Functional characterization of residues involved in redox modulation of maize photosynthetic NADP-Malic enzyme activity

Abstract

Two highly similar plastidic NADP-malic enzymes (NADP-MEs) are found in the C 4 species maize (Zea mays); one exclusively expressed in the bundle sheath cells (BSCs) and involved in C 4 photosynthesis (ZmC 4-NADP-ME); and the other (ZmnonC 4-NADP-ME) with housekeeping roles. In the present work, these two NADP-MEs were analyzed regarding their redox-dependent activity modulation. The results clearly show that ZmC 4-NADP-ME is the only one modulated by redox status, and that its oxidation produces a conformational change limiting the catalytic process, although inducing higher affinity binding of the substrates. The reversal of ZmC 4-NADP-ME oxidation by chemical reductants suggests the presence of thiol groups able to form disulfide bonds.
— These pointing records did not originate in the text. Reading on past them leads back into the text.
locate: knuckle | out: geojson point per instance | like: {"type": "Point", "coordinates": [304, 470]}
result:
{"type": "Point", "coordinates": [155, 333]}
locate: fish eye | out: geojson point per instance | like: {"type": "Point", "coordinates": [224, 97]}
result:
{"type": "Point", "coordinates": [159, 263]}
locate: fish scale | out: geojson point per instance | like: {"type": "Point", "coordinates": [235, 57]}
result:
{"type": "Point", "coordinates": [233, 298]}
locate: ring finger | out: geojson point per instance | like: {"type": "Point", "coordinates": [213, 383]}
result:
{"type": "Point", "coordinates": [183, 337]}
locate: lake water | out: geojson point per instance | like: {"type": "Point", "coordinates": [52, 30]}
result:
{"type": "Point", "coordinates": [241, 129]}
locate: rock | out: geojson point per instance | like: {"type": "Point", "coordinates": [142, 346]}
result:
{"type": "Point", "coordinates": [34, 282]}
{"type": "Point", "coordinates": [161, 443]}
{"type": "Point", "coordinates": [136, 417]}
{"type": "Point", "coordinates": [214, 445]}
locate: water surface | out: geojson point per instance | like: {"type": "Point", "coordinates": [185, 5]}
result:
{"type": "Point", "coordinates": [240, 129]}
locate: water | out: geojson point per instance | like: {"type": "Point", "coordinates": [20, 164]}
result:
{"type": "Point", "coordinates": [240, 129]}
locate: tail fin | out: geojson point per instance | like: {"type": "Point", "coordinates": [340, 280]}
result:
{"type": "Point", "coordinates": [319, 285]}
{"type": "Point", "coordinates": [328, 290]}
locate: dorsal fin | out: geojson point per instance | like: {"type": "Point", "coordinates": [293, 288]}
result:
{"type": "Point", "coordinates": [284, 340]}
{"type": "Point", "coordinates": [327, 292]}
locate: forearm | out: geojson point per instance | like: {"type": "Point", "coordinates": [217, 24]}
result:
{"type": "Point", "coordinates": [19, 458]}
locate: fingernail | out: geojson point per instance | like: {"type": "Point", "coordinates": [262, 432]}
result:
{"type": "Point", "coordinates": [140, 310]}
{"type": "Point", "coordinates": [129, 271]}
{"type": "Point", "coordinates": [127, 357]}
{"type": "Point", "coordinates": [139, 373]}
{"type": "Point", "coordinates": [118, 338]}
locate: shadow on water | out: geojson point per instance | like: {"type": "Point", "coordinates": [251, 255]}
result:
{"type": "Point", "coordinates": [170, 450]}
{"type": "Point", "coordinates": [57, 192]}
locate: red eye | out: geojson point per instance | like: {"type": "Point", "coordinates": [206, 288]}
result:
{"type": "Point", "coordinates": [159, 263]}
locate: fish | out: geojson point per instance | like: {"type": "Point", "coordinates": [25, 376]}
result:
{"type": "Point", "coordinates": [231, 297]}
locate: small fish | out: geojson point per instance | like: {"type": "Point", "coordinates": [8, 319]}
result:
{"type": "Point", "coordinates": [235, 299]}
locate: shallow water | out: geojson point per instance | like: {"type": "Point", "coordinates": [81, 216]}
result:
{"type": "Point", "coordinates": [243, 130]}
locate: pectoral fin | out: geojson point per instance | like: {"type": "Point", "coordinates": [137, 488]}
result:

In order to identify the cysteine residues involved in the activity modulation, site-directed mutagenesis and MALDI-TOF (matrix-assisted laser desorption ionization-time of flight) analysis of ZmC 4-NADP-ME were performed. The results obtained allowed the identification of Cys192, Cys246 (not conserved in ZmnonC 4-NADP-ME), Cys270 and Cys410 as directly or indirectly implicated in ZmC 4-NADP-ME redox modulation. These residues may be involved in forming disulfide bridge(s) or in the modulation of the oxidation of critical residues. Overall, the results indicate that, besides having acquired a high level of expression and localization in BSCs, ZmC 4-NADP-ME displays a particular redox modulation, which may be required to accomplish the C 4 photosynthetic metabolism. Therefore, the present work could provide new insights into the regulatory mechanisms potentially involved in the recruitment of genes for the C 4 pathway during evolution. © 2012 The Author.